The ALJ would laugh at you and dismiss at step 2. The burden of proof remains on the claimant, even with fibro and mental impairments.

Drew C said...

Main reason Fibromyalgia is near impossible to get approved for is due to extremely poor treatment reports from specialists, who are not interested in treating persons with Fibro.(probably for good reason, b/c there is much they can do).

Mental health impairments are different. Still very dependent on qualify of provider and treatment notes, but those providers do exist.

This salience of this ruling is that is prevents ALJ's from mechanically denying mental health claims by relying entirely on "normal" mental status exams. I have seen ALJ's completely ignore extremely detailed subjective complaints and descriptions of daily life (i.e. psychotic episdoes), and claim the person is not disabled because "some" of the mental status exams are normal. Many ALJs treat mental status exams as the mental health equivalent of a negative MRI result. They simply do not understand the utility or medical meaning of these exams. It is perfectly understandable that a claimant is NOT highly symptomatic in a therapeutic environment talking to a provider they trust.

Anonymous said...

Agreed, but almost all CDRs apply the prior rules, as well.

Tim said...

11:50 PM Doesn't the burden of proof shift to SSA at Step 5? Or, is that, along with the "jobs" provided by the VE, just a myth?

Anonymous said...

ALJ's are public officials. They should be named in all Federal Court decisions, whether affirmations or remands/reversals.

Anonymous said...

@5:01

This is @1:29. I agree with you in that I don't see how SSA can claim that the new regulations do away with a long of history of case decisions that defined the weight to be given to treating physicians, when those decisions were never even based upon the old regulation in the first place. Regardless it doesn't stop the SSA from trying to make the argument. I am glad to hear that your experience has been that SSA is walking back that position some. I still would like to see some nice Court of Appeals decisions clearly telling SSA that they the new regulations don't allow SSA to treat however they want with the treating physician's opinions.

Anonymous said...

"@2:17: You’re wrong. Testimony is evidence, but ALJs are required to apply a preponderance of the evidence standard, and that burden falls on the claimant. So allegations plus an impairment that can cause them isn’t enough if other evidence contradicts the allegations. And that’s a good thing for claimants in the long run, as there wouldn’t be any money to pay the ones who need it under your peculiar interpretation of the law."

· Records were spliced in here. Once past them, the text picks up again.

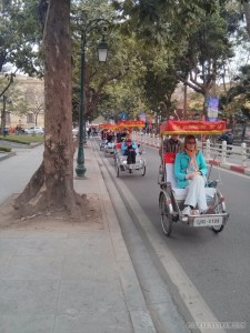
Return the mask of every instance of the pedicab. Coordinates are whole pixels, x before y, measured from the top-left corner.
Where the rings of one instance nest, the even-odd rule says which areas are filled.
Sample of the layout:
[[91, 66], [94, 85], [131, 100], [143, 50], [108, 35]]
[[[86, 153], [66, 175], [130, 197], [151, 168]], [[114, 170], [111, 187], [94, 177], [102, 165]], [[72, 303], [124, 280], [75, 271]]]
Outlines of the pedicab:
[[116, 124], [112, 123], [101, 123], [99, 124], [101, 130], [101, 143], [100, 150], [104, 151], [106, 157], [109, 157], [114, 153], [114, 142], [108, 142], [108, 132], [116, 130]]
[[[173, 133], [184, 135], [216, 135], [222, 132], [226, 132], [224, 121], [166, 121], [160, 125], [161, 138], [163, 135], [171, 135]], [[161, 147], [163, 147], [163, 144], [161, 144]], [[229, 213], [227, 213], [226, 210], [224, 196], [218, 189], [218, 181], [207, 179], [206, 182], [207, 204], [209, 206], [213, 206], [214, 213], [200, 214], [199, 210], [194, 208], [191, 215], [183, 215], [182, 210], [188, 190], [177, 188], [177, 180], [173, 172], [174, 158], [174, 153], [164, 153], [162, 161], [163, 165], [160, 167], [161, 172], [159, 173], [158, 179], [158, 183], [161, 189], [159, 194], [159, 208], [163, 233], [170, 236], [172, 232], [172, 225], [176, 222], [182, 222], [194, 228], [208, 226], [216, 233], [221, 232], [229, 219]]]
[[[127, 121], [120, 121], [117, 123], [118, 130], [128, 130], [134, 129], [134, 128], [143, 128], [144, 122], [141, 120], [127, 120]], [[129, 144], [129, 143], [128, 143]], [[117, 176], [120, 176], [121, 172], [127, 172], [131, 174], [133, 171], [140, 172], [141, 175], [146, 174], [146, 159], [143, 157], [143, 151], [140, 147], [140, 144], [137, 144], [137, 149], [134, 150], [132, 147], [128, 145], [129, 150], [134, 150], [133, 158], [128, 153], [128, 155], [124, 155], [122, 153], [122, 142], [118, 142], [116, 144], [116, 152], [114, 152], [114, 168], [117, 172]]]

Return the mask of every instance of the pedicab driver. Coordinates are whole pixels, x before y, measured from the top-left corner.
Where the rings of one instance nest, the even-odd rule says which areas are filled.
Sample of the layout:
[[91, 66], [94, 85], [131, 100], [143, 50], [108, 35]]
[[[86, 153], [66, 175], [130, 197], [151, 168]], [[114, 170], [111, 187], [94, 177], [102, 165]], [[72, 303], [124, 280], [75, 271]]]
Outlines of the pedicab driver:
[[176, 155], [174, 175], [179, 189], [188, 189], [182, 215], [190, 215], [198, 205], [202, 214], [213, 214], [214, 209], [208, 206], [206, 199], [206, 178], [208, 173], [207, 163], [201, 151], [197, 148], [196, 138], [186, 135], [183, 150]]
[[131, 139], [131, 134], [127, 134], [126, 140], [122, 142], [121, 151], [123, 155], [128, 157], [128, 164], [136, 163], [137, 143]]

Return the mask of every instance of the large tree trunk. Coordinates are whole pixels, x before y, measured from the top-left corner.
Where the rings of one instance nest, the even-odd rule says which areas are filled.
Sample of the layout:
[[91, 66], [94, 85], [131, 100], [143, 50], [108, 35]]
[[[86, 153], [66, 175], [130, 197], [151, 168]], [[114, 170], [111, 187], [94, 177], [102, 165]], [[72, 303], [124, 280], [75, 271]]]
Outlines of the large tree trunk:
[[43, 162], [16, 200], [20, 216], [64, 209], [78, 215], [83, 199], [73, 190], [70, 0], [50, 0], [43, 33]]
[[246, 16], [246, 21], [247, 21], [247, 31], [248, 31], [248, 36], [250, 37], [250, 3], [249, 3], [249, 1], [247, 1], [247, 0], [243, 1], [243, 9], [244, 9], [244, 16]]

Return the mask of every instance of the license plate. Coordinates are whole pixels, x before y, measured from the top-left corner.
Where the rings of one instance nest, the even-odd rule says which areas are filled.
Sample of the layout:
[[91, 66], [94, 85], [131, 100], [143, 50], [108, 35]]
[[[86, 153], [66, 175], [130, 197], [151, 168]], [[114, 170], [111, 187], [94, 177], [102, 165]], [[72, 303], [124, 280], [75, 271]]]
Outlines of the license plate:
[[129, 164], [129, 169], [140, 169], [141, 164]]
[[193, 226], [213, 226], [221, 225], [222, 216], [199, 216], [193, 219]]

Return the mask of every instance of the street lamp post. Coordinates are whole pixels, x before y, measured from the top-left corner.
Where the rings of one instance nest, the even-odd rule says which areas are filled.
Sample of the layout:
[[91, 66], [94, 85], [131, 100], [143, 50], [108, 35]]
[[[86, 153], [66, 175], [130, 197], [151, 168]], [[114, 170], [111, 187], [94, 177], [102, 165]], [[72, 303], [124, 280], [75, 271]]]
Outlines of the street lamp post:
[[102, 33], [102, 41], [98, 46], [98, 58], [100, 62], [106, 62], [108, 54], [108, 44], [104, 37], [108, 34], [110, 22], [106, 19], [94, 19], [89, 21], [81, 33], [81, 75], [80, 75], [80, 109], [79, 109], [79, 145], [76, 172], [78, 176], [84, 176], [84, 150], [86, 140], [86, 120], [84, 120], [84, 71], [86, 71], [86, 47], [87, 36], [91, 30], [98, 30]]

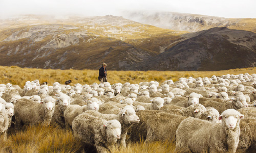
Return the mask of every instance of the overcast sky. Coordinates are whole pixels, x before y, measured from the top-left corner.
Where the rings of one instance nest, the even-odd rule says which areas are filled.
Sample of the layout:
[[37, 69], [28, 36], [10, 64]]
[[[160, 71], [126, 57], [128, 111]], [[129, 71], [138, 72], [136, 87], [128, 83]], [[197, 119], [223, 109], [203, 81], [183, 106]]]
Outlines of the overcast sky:
[[123, 11], [167, 11], [227, 18], [255, 18], [256, 0], [0, 0], [0, 18], [18, 14], [88, 16]]

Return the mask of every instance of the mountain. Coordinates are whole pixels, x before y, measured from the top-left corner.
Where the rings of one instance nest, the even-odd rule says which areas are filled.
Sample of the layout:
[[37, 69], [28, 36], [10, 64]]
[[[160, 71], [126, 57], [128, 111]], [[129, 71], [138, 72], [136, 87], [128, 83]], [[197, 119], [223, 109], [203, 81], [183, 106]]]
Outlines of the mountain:
[[27, 15], [0, 21], [0, 65], [125, 70], [174, 46], [185, 32], [121, 17]]
[[226, 18], [175, 12], [125, 11], [123, 16], [142, 23], [177, 31], [198, 32], [214, 27], [256, 32], [256, 19]]
[[224, 27], [185, 35], [188, 38], [131, 69], [214, 71], [256, 65], [254, 33]]
[[0, 20], [0, 65], [98, 69], [105, 62], [108, 70], [219, 70], [255, 65], [255, 19], [244, 19], [246, 23], [161, 14], [146, 15], [147, 20], [156, 19], [159, 26], [173, 22], [170, 28], [176, 30], [112, 15], [29, 15]]

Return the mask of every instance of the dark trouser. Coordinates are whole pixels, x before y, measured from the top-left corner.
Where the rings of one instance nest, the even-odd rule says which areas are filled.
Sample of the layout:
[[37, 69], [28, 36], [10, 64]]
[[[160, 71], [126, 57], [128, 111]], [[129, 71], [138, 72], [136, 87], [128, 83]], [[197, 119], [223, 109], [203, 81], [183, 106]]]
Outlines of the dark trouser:
[[98, 79], [99, 81], [100, 81], [102, 79], [103, 82], [106, 82], [106, 78], [105, 76], [99, 76], [99, 77], [98, 77]]

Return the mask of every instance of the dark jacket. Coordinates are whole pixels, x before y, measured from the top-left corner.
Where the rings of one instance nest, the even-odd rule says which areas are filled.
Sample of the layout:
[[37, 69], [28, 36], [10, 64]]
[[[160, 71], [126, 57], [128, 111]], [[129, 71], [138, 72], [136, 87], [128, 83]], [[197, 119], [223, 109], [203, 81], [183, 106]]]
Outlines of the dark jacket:
[[99, 70], [99, 75], [100, 76], [106, 76], [106, 69], [105, 68], [105, 71], [106, 71], [106, 74], [104, 73], [104, 67], [101, 67]]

I said exactly what you said, what are you on about with "peculiar interpretation?" Go back and read it again. Unless and until there is actually contradictory evidence in the record, a claimant's subjective reports + an MDI(s) that could reasonably cause the alleged symptoms/limitations are plenty of evidence to support an RFC and a finding of disability by themselves. You don't need any other evidence to agree with those two things, you just need a lack of evidence actually contradictory to it (and even the presence of contradictory evidence isn't necessarily going to be preponderant evidence and force the ALJ to find contrary to the claimant's reports!).

Long story short, the only peculiar interpretation of 16-3p I've seen is the dominant ALJ-held one--that a claimant's reports cannot be relied upon much at all, and only really after there is a significant amount of medical evidence documenting precisely all the specific symptoms/functional limitations asserted by the claimant. That's what's peculiar.